A rapid increase in ctDNA is detected at the commencement of curative-intent radiotherapy or chemoradiotherapy for NSCLC (#239)

Michael MacManus 1 , Benjamin Blyth 1 , Olga Martin 1 , Nikki Plumridge 1 , Mark Shaw 1 , Fiona Hegi-Johnson 1 , Owen Banks 1 , Laura Kirby 1 , Shankar Siva 1 , David Ball 1 , Stephen Wong 1
  1. Peter MacCallum Cancer Centre, Melbourne, VIC, Australia

 

Purpose/Objective; A prospective, observational clinical trial was initiated to sequentially monitor a range of circulating biomarkers, including circulating tumour DNA (ctDNA), in patients with non-small cell lung cancer (NSCLC), treated with curative intent radiotherapy or chemoradiotherapy. It was hypothesised that a rapid increase in ctDNA would occur after the first fraction of radiotherapy as a result of radiotherapy-induced tumour destruction. Preliminary ctDNA results are presented here.

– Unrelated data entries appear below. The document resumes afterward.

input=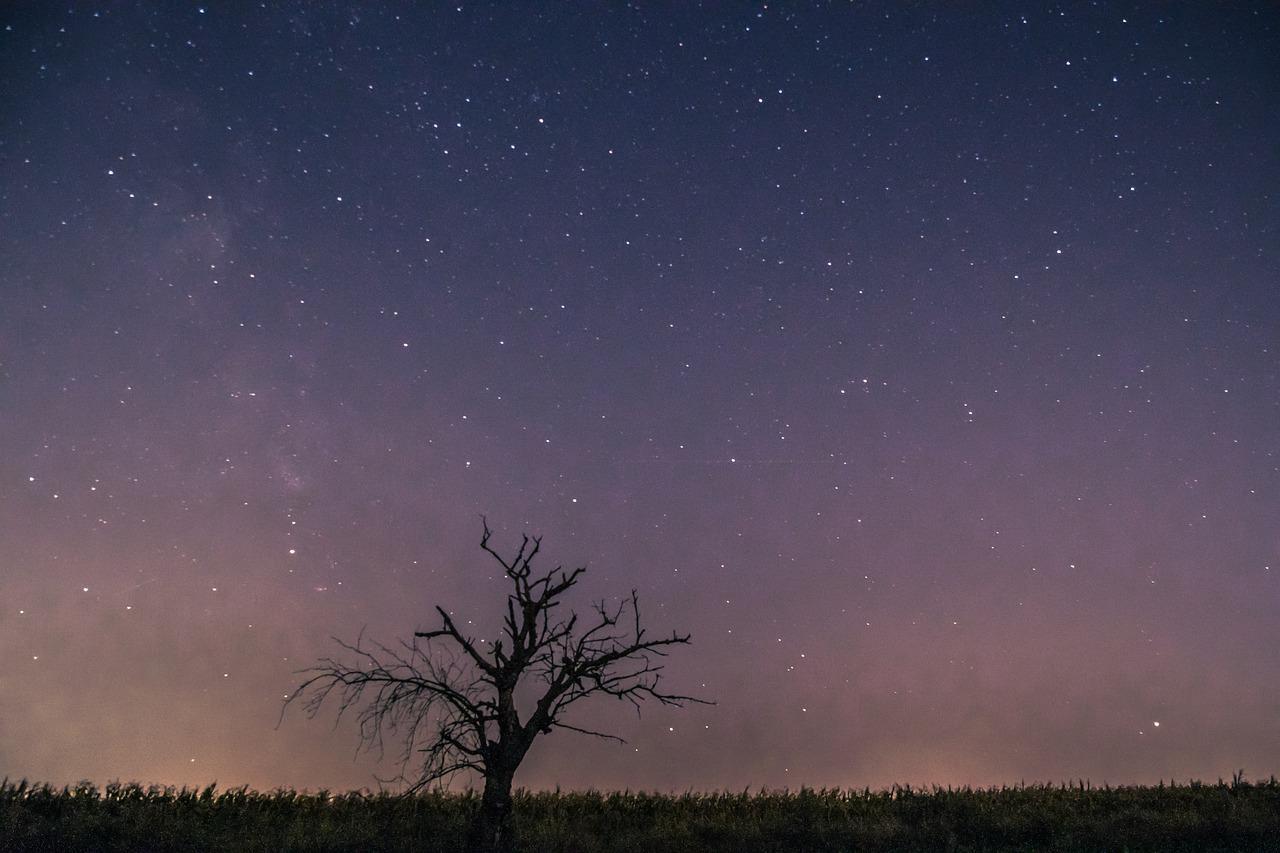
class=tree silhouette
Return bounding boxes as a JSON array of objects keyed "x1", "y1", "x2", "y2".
[{"x1": 280, "y1": 519, "x2": 709, "y2": 853}]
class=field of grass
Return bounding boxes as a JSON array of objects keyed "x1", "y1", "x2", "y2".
[{"x1": 0, "y1": 777, "x2": 1280, "y2": 853}]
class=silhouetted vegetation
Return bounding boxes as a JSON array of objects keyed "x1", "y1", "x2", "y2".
[
  {"x1": 0, "y1": 777, "x2": 1280, "y2": 853},
  {"x1": 282, "y1": 521, "x2": 707, "y2": 853}
]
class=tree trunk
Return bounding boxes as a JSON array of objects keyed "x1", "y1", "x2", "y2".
[{"x1": 467, "y1": 770, "x2": 516, "y2": 853}]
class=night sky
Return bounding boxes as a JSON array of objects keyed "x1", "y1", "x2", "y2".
[{"x1": 0, "y1": 1, "x2": 1280, "y2": 790}]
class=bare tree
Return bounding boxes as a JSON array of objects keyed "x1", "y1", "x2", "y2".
[{"x1": 280, "y1": 520, "x2": 709, "y2": 853}]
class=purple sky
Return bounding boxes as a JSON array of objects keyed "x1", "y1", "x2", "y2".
[{"x1": 0, "y1": 3, "x2": 1280, "y2": 790}]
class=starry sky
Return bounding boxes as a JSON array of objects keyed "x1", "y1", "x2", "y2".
[{"x1": 0, "y1": 3, "x2": 1280, "y2": 790}]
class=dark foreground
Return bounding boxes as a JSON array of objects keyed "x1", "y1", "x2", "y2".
[{"x1": 0, "y1": 777, "x2": 1280, "y2": 853}]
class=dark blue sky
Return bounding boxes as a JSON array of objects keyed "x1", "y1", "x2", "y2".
[{"x1": 0, "y1": 3, "x2": 1280, "y2": 789}]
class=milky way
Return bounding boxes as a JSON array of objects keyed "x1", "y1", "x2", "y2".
[{"x1": 0, "y1": 3, "x2": 1280, "y2": 790}]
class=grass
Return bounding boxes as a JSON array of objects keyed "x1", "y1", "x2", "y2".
[{"x1": 0, "y1": 776, "x2": 1280, "y2": 853}]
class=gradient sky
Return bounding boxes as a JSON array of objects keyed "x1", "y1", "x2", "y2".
[{"x1": 0, "y1": 3, "x2": 1280, "y2": 790}]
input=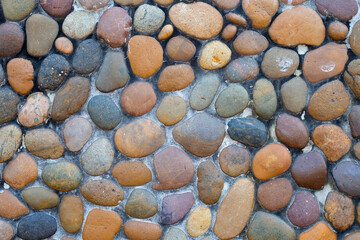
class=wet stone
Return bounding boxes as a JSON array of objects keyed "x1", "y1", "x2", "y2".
[
  {"x1": 161, "y1": 192, "x2": 195, "y2": 225},
  {"x1": 87, "y1": 95, "x2": 121, "y2": 130},
  {"x1": 287, "y1": 192, "x2": 320, "y2": 228},
  {"x1": 257, "y1": 178, "x2": 293, "y2": 212}
]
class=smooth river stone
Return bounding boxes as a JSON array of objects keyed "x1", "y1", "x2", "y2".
[
  {"x1": 197, "y1": 160, "x2": 224, "y2": 205},
  {"x1": 252, "y1": 143, "x2": 291, "y2": 181},
  {"x1": 247, "y1": 212, "x2": 296, "y2": 240},
  {"x1": 41, "y1": 161, "x2": 82, "y2": 192},
  {"x1": 80, "y1": 179, "x2": 124, "y2": 207},
  {"x1": 269, "y1": 6, "x2": 325, "y2": 47},
  {"x1": 95, "y1": 51, "x2": 130, "y2": 93},
  {"x1": 51, "y1": 77, "x2": 90, "y2": 122},
  {"x1": 161, "y1": 192, "x2": 195, "y2": 225},
  {"x1": 26, "y1": 14, "x2": 59, "y2": 57},
  {"x1": 152, "y1": 146, "x2": 194, "y2": 191},
  {"x1": 59, "y1": 196, "x2": 84, "y2": 233},
  {"x1": 257, "y1": 178, "x2": 293, "y2": 212},
  {"x1": 81, "y1": 138, "x2": 115, "y2": 176},
  {"x1": 169, "y1": 2, "x2": 223, "y2": 39},
  {"x1": 125, "y1": 189, "x2": 158, "y2": 219},
  {"x1": 114, "y1": 118, "x2": 165, "y2": 158},
  {"x1": 16, "y1": 212, "x2": 57, "y2": 240},
  {"x1": 62, "y1": 117, "x2": 94, "y2": 152},
  {"x1": 291, "y1": 151, "x2": 327, "y2": 190},
  {"x1": 172, "y1": 113, "x2": 225, "y2": 157},
  {"x1": 213, "y1": 178, "x2": 255, "y2": 239},
  {"x1": 24, "y1": 129, "x2": 65, "y2": 159},
  {"x1": 0, "y1": 124, "x2": 22, "y2": 163},
  {"x1": 189, "y1": 73, "x2": 220, "y2": 111},
  {"x1": 22, "y1": 187, "x2": 60, "y2": 210},
  {"x1": 215, "y1": 85, "x2": 249, "y2": 118},
  {"x1": 112, "y1": 161, "x2": 152, "y2": 187},
  {"x1": 312, "y1": 124, "x2": 351, "y2": 162},
  {"x1": 3, "y1": 153, "x2": 38, "y2": 189},
  {"x1": 332, "y1": 161, "x2": 360, "y2": 198},
  {"x1": 87, "y1": 95, "x2": 121, "y2": 130},
  {"x1": 287, "y1": 192, "x2": 320, "y2": 228},
  {"x1": 227, "y1": 118, "x2": 269, "y2": 148}
]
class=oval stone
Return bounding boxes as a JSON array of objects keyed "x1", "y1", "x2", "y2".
[{"x1": 41, "y1": 161, "x2": 82, "y2": 192}]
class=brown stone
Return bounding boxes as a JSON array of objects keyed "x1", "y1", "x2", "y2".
[
  {"x1": 6, "y1": 58, "x2": 34, "y2": 95},
  {"x1": 114, "y1": 118, "x2": 165, "y2": 158},
  {"x1": 269, "y1": 6, "x2": 325, "y2": 46},
  {"x1": 152, "y1": 146, "x2": 194, "y2": 191},
  {"x1": 112, "y1": 161, "x2": 152, "y2": 187},
  {"x1": 257, "y1": 178, "x2": 293, "y2": 212},
  {"x1": 324, "y1": 191, "x2": 355, "y2": 231},
  {"x1": 233, "y1": 30, "x2": 269, "y2": 56},
  {"x1": 82, "y1": 208, "x2": 122, "y2": 240},
  {"x1": 252, "y1": 143, "x2": 291, "y2": 181},
  {"x1": 308, "y1": 80, "x2": 350, "y2": 121},
  {"x1": 4, "y1": 153, "x2": 38, "y2": 189}
]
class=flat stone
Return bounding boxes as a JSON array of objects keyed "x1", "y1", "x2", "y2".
[
  {"x1": 41, "y1": 161, "x2": 82, "y2": 192},
  {"x1": 97, "y1": 6, "x2": 132, "y2": 48},
  {"x1": 186, "y1": 207, "x2": 211, "y2": 238},
  {"x1": 247, "y1": 211, "x2": 296, "y2": 240},
  {"x1": 156, "y1": 96, "x2": 187, "y2": 126},
  {"x1": 308, "y1": 80, "x2": 350, "y2": 121},
  {"x1": 161, "y1": 192, "x2": 195, "y2": 225},
  {"x1": 158, "y1": 64, "x2": 195, "y2": 92},
  {"x1": 51, "y1": 77, "x2": 90, "y2": 122},
  {"x1": 166, "y1": 36, "x2": 196, "y2": 62},
  {"x1": 275, "y1": 113, "x2": 309, "y2": 148},
  {"x1": 227, "y1": 118, "x2": 269, "y2": 148},
  {"x1": 112, "y1": 161, "x2": 152, "y2": 187},
  {"x1": 125, "y1": 189, "x2": 158, "y2": 219},
  {"x1": 0, "y1": 23, "x2": 25, "y2": 58},
  {"x1": 18, "y1": 92, "x2": 50, "y2": 128},
  {"x1": 6, "y1": 58, "x2": 34, "y2": 95},
  {"x1": 87, "y1": 95, "x2": 121, "y2": 130},
  {"x1": 26, "y1": 14, "x2": 59, "y2": 57},
  {"x1": 80, "y1": 179, "x2": 124, "y2": 207},
  {"x1": 0, "y1": 190, "x2": 29, "y2": 219},
  {"x1": 169, "y1": 2, "x2": 223, "y2": 39},
  {"x1": 189, "y1": 73, "x2": 220, "y2": 111},
  {"x1": 3, "y1": 153, "x2": 38, "y2": 189},
  {"x1": 287, "y1": 192, "x2": 320, "y2": 228},
  {"x1": 152, "y1": 146, "x2": 194, "y2": 191},
  {"x1": 121, "y1": 82, "x2": 157, "y2": 117},
  {"x1": 269, "y1": 6, "x2": 325, "y2": 46},
  {"x1": 257, "y1": 178, "x2": 293, "y2": 212},
  {"x1": 332, "y1": 161, "x2": 360, "y2": 198},
  {"x1": 62, "y1": 10, "x2": 96, "y2": 40},
  {"x1": 22, "y1": 187, "x2": 60, "y2": 210},
  {"x1": 213, "y1": 178, "x2": 255, "y2": 239},
  {"x1": 225, "y1": 57, "x2": 259, "y2": 83},
  {"x1": 63, "y1": 117, "x2": 94, "y2": 152},
  {"x1": 312, "y1": 124, "x2": 351, "y2": 162},
  {"x1": 199, "y1": 40, "x2": 231, "y2": 70},
  {"x1": 114, "y1": 118, "x2": 165, "y2": 158},
  {"x1": 219, "y1": 144, "x2": 250, "y2": 177},
  {"x1": 253, "y1": 78, "x2": 277, "y2": 120},
  {"x1": 95, "y1": 51, "x2": 130, "y2": 93},
  {"x1": 0, "y1": 124, "x2": 22, "y2": 163},
  {"x1": 252, "y1": 143, "x2": 291, "y2": 181},
  {"x1": 72, "y1": 39, "x2": 103, "y2": 74},
  {"x1": 82, "y1": 208, "x2": 122, "y2": 240},
  {"x1": 172, "y1": 113, "x2": 225, "y2": 157},
  {"x1": 16, "y1": 213, "x2": 57, "y2": 239},
  {"x1": 80, "y1": 138, "x2": 115, "y2": 176},
  {"x1": 59, "y1": 196, "x2": 84, "y2": 233}
]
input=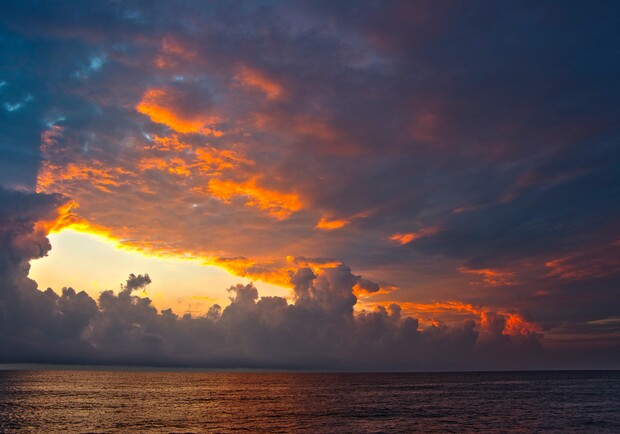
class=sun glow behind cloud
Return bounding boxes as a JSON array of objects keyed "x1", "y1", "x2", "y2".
[{"x1": 29, "y1": 229, "x2": 290, "y2": 315}]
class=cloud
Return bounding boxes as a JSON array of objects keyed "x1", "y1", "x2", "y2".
[
  {"x1": 0, "y1": 190, "x2": 552, "y2": 370},
  {"x1": 0, "y1": 0, "x2": 620, "y2": 366}
]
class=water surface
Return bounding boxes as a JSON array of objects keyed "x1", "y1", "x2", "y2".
[{"x1": 0, "y1": 371, "x2": 620, "y2": 433}]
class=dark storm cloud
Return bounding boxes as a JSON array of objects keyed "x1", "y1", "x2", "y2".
[
  {"x1": 0, "y1": 1, "x2": 620, "y2": 366},
  {"x1": 0, "y1": 190, "x2": 542, "y2": 370}
]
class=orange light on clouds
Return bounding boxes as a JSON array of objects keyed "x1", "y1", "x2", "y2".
[
  {"x1": 375, "y1": 300, "x2": 541, "y2": 336},
  {"x1": 207, "y1": 177, "x2": 302, "y2": 220},
  {"x1": 458, "y1": 267, "x2": 516, "y2": 286},
  {"x1": 316, "y1": 217, "x2": 349, "y2": 231},
  {"x1": 136, "y1": 88, "x2": 221, "y2": 135}
]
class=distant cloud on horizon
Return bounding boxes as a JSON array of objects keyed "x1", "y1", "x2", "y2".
[{"x1": 0, "y1": 0, "x2": 620, "y2": 369}]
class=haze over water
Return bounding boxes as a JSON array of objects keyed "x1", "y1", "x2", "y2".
[{"x1": 0, "y1": 371, "x2": 620, "y2": 433}]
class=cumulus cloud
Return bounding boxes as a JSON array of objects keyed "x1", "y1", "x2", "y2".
[
  {"x1": 0, "y1": 190, "x2": 541, "y2": 370},
  {"x1": 0, "y1": 0, "x2": 620, "y2": 366}
]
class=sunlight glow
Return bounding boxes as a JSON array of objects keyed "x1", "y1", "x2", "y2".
[{"x1": 29, "y1": 229, "x2": 290, "y2": 315}]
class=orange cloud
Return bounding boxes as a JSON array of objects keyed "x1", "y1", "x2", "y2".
[
  {"x1": 458, "y1": 267, "x2": 516, "y2": 286},
  {"x1": 207, "y1": 177, "x2": 302, "y2": 219},
  {"x1": 316, "y1": 217, "x2": 350, "y2": 231},
  {"x1": 390, "y1": 226, "x2": 441, "y2": 245},
  {"x1": 136, "y1": 88, "x2": 221, "y2": 135},
  {"x1": 138, "y1": 157, "x2": 191, "y2": 177},
  {"x1": 382, "y1": 301, "x2": 541, "y2": 336},
  {"x1": 235, "y1": 66, "x2": 284, "y2": 99},
  {"x1": 209, "y1": 256, "x2": 290, "y2": 287},
  {"x1": 37, "y1": 160, "x2": 133, "y2": 193}
]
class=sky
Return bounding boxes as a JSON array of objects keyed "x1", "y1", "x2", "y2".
[{"x1": 0, "y1": 0, "x2": 620, "y2": 370}]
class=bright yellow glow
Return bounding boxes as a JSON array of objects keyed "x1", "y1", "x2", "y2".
[{"x1": 30, "y1": 229, "x2": 290, "y2": 315}]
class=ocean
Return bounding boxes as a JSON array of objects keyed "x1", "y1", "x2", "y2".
[{"x1": 0, "y1": 370, "x2": 620, "y2": 433}]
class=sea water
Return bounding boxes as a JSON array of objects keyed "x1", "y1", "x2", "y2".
[{"x1": 0, "y1": 370, "x2": 620, "y2": 433}]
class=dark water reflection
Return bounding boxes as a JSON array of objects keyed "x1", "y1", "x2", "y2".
[{"x1": 0, "y1": 371, "x2": 620, "y2": 432}]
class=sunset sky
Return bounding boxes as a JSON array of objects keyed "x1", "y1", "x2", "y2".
[{"x1": 0, "y1": 0, "x2": 620, "y2": 370}]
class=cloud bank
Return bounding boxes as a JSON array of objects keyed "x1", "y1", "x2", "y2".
[
  {"x1": 0, "y1": 0, "x2": 620, "y2": 366},
  {"x1": 0, "y1": 190, "x2": 542, "y2": 370}
]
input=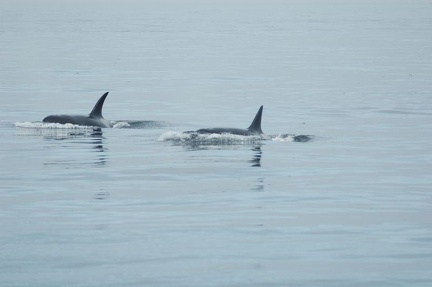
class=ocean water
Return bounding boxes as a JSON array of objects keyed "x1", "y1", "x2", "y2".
[{"x1": 0, "y1": 0, "x2": 432, "y2": 287}]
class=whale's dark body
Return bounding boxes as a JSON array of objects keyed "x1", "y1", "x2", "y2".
[
  {"x1": 42, "y1": 92, "x2": 111, "y2": 128},
  {"x1": 196, "y1": 106, "x2": 263, "y2": 136}
]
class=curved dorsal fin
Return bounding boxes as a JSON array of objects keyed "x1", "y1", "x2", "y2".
[
  {"x1": 248, "y1": 106, "x2": 263, "y2": 134},
  {"x1": 90, "y1": 92, "x2": 108, "y2": 118}
]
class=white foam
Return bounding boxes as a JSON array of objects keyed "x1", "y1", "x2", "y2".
[
  {"x1": 270, "y1": 134, "x2": 294, "y2": 142},
  {"x1": 111, "y1": 122, "x2": 131, "y2": 129},
  {"x1": 158, "y1": 131, "x2": 265, "y2": 145},
  {"x1": 14, "y1": 122, "x2": 93, "y2": 129}
]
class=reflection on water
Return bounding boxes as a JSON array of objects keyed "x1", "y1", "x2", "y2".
[
  {"x1": 251, "y1": 177, "x2": 264, "y2": 191},
  {"x1": 16, "y1": 127, "x2": 107, "y2": 168},
  {"x1": 249, "y1": 145, "x2": 262, "y2": 167}
]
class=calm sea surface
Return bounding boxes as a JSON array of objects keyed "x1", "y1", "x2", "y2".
[{"x1": 0, "y1": 0, "x2": 432, "y2": 287}]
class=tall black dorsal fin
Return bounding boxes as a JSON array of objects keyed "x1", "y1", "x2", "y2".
[
  {"x1": 90, "y1": 92, "x2": 108, "y2": 118},
  {"x1": 248, "y1": 106, "x2": 263, "y2": 134}
]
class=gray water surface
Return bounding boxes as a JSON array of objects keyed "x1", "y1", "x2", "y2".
[{"x1": 0, "y1": 0, "x2": 432, "y2": 287}]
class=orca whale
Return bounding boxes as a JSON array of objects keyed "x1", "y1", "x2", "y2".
[
  {"x1": 42, "y1": 92, "x2": 111, "y2": 128},
  {"x1": 196, "y1": 106, "x2": 263, "y2": 136}
]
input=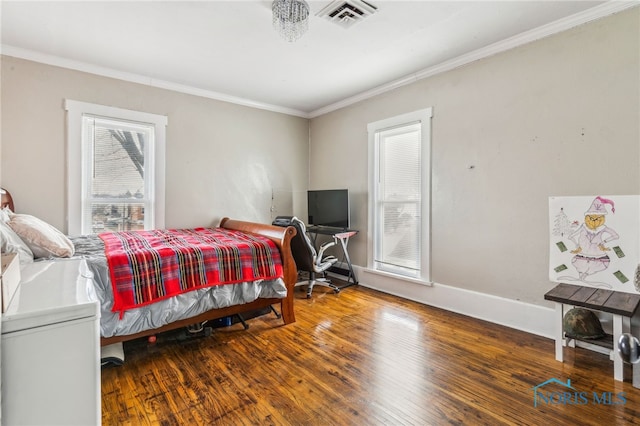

Material/Methods; Patients receiving curative intent radiotherapy, +/- concurrent chemotherapy were recruited. Blood was collected at predefined intervals before, during (including 24 hours after the first fraction of radiotherapy or chemoradiation) and after treatment. Tumour specific mutations were identified through routine molecular diagnostic testing, with mutation specific droplet digital PCR assays used to track ctDNA levels throughout treatment.

Results: 75 of a planned 100 patients have so far been recruited to this ongoing NHMRC and CCV funded study. Sequential ctDNA results are currently available for 7 patients, with follow-up of 81 to 552 days (median 266 days). Known tumour-based mutations including in EGFR, KRAS and TP53 that were assayed. Treatments delivered were fractionated radiotherapy (n=6) or stereotactic ablative radiotherapy (SABR) (n=1). Increased ctDNA was observed after the first fraction of radiotherapy in 4 of 5 patients treated with fractionated radiotherapy, including in 2 cases where ctDNA was undetectable prior to treatment. The patient treated with SABR for small volume stage I disease had detectable ctDNA only when distant metastasis was detected 552 days post treatment. One patient who had a partial response to chemoradiotherapy had detectable ctDNA at the end of treatment but cleared ctDNA when immunotherapy with adjuvant durvalumab was initiated.

Conclusion: Serial ctDNA analysis may provide clinical useful information. A “spike” in ctDNA was detected after the first fraction in 4 of 5 patients treated with fractionated radiotherapy. This phenomenon, likely to be related to early cell killing by treatment, could have clinical value as a surrogate for early treatment response and as a means of enriching plasma for ctDNA for mutational profiling.